Gesellschaft | Mystische Orte

Im Schalensteinwäldchen von Luns

Drei große Schalensteine verbergen sich im kleinen Hain von Luns bei Bruneck im Pustertal.
Luns
Foto: Martin Ruepp

 

Auf den Spuren mystischer Orte - Teil 8

 

Während man im Schatten schöner Lärchen zwischen jungen Birken, Farnen, Wildrosen, Berberitzen, Weideröschen und Wacholderstauden durch das sumpfige Wäldchen stapft und nach den prähistorischen Steinriesen Ausschau hält, begleiten einen so manche Vogelstimmen: Krächzende Kolkraben und Eichelhäher auf ihrer Suche nach Futter, hie und da ein von Stamm zu Stamm flatternder Buntspecht, und mit etwas Glück hört man den durchdringenden Schrei des Bussards, der in den Lüften seine Kreise zieht. Ganz unvermittelt steht man dann plötzlich vor einem der großen Schalensteine und fragt sich staunend: Was mag die Menschen vor Tausenden von Jahren wohl dazu bewegt haben, die vielen Schälchen hier in den Stein zu reiben?

Es ist ein wildes, gleichzeitig sehr lichtes Wäldchen und eine leicht verträumte Stimmung liegt über ihm. Zwischen Lärchensilhouetten ergibt sich ein ungehinderter Ausblick auf den ehemals heiligen Berg des Pustertals: den Kronplatz.
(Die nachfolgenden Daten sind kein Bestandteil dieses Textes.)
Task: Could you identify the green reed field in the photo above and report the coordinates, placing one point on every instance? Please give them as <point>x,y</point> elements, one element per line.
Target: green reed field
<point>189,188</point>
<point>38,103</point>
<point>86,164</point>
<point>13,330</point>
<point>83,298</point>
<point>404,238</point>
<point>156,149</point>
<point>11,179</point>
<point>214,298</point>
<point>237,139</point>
Den größten und beeindruckendsten Schalenstein finden wir in einer Linie mit dem Außerkröllhof, nur circa 500 Meter tiefer gelegen. Er liegt im sumpfigen Gelände nahe einer Steinmauer direkt im Schatten einer stattlichen Lärche. An die 250 Vertiefungen in unterschiedlichen Formen und Größen sind auf dem Stein verteilt. Mühelos kann man auf seine ebene Oberfläche steigen, welche zwei verschieden hohe Ebenen bildet. Die niedrigere Hälfte ist etwas schmaler, und eine Rinne in ihrem tiefsten Teil lässt an eine Absprengung denken. Die höher gelegene Fläche hingegen ist so breit, dass sie sogar mehreren Personen Platz bietet, sich auf ihr auszustrecken. Der Stein animiert dazu, hier innezuhalten, sich niederzulegen und auszuruhen. Denn er hat etwas Ruhiges, Sanftes und leicht Wehmütiges an sich und berührt die Ebene der Erinnerungen: solche an vergangene Tage, an frühere Menschen und vor allem an jene, die sie für immer verlassen haben.

 

In südwestlicher Richtung liegt der zweite Schalenstein leicht auffindbar direkt am Weg, der von Dietenheim nach Amaten führt. Seine Oberfläche ist begehbar und, so man will, beliegbar. Man möchte man in diese schönen Schälchen etwas hineingeben: Blüten, Beeren, Blätter oder kleine Lärchenzapfen, am liebsten aber Wasser. Es ist ein liebevolles symbolisches Geben an den Stein, an die Geister und die Wesen des Ortes, auch immer in Hinblick auf die Ahnenwelt, deren Angedenken auch genährt sein will.

 

Den letzten der drei großen Schalensteinblöcke finden wir nicht so mühelos wie die beiden anderen, denn er liegt verborgen zwischen Farnen und Sträuchern am südöstlichen Rand des Waldes. Er ist über und über mit Moos bedeckt, und erst als wir ihn davon befreien, zeigen sich über dreißig Vertiefungen.

 

Als letzten wollen wir noch einen vierten, ebenso außergewöhnlichen Schalenstein besuchen, der zwar nicht in unserem lieblichen Wäldchen liegt, aber nicht weit entfernt und mit den erwähnten Schalensteinen in Verbindung zu stehen scheint. Man findet ihn mitten im schattigen Nadelwald am Nordhang über Dietenheim, südöstlich vom Huber unterm Berg.

 

War es im Lärchenwäldchen zwar urwüchsig, aber dafür licht und erhebend, so hat dieser Ort eine ganz andere Ausstrahlung: Wenn man so will, fühlt es sich einsam und verhalten, ja fast verschwiegen an. Dabei ist dieser Schalenstein nicht weniger beeindruckend als seine drei Nachbarn, nur seine Lage ist etwas sonderbar. Während seine Kameraden sich nebeneinander befinden und eine freundliche und sonnige Aussicht genießen, liegt er allein und abgeschottet im dunklen Nadelwald in nordwestlicher Richtung abseits des Weges von Dietenheim nach Amaten. Sein Blickfeld, von den Bäumen verstellt, geht deutlich in Richtung Westen, ins Reich der untergehenden Sonne und damit ins Reich der Toten.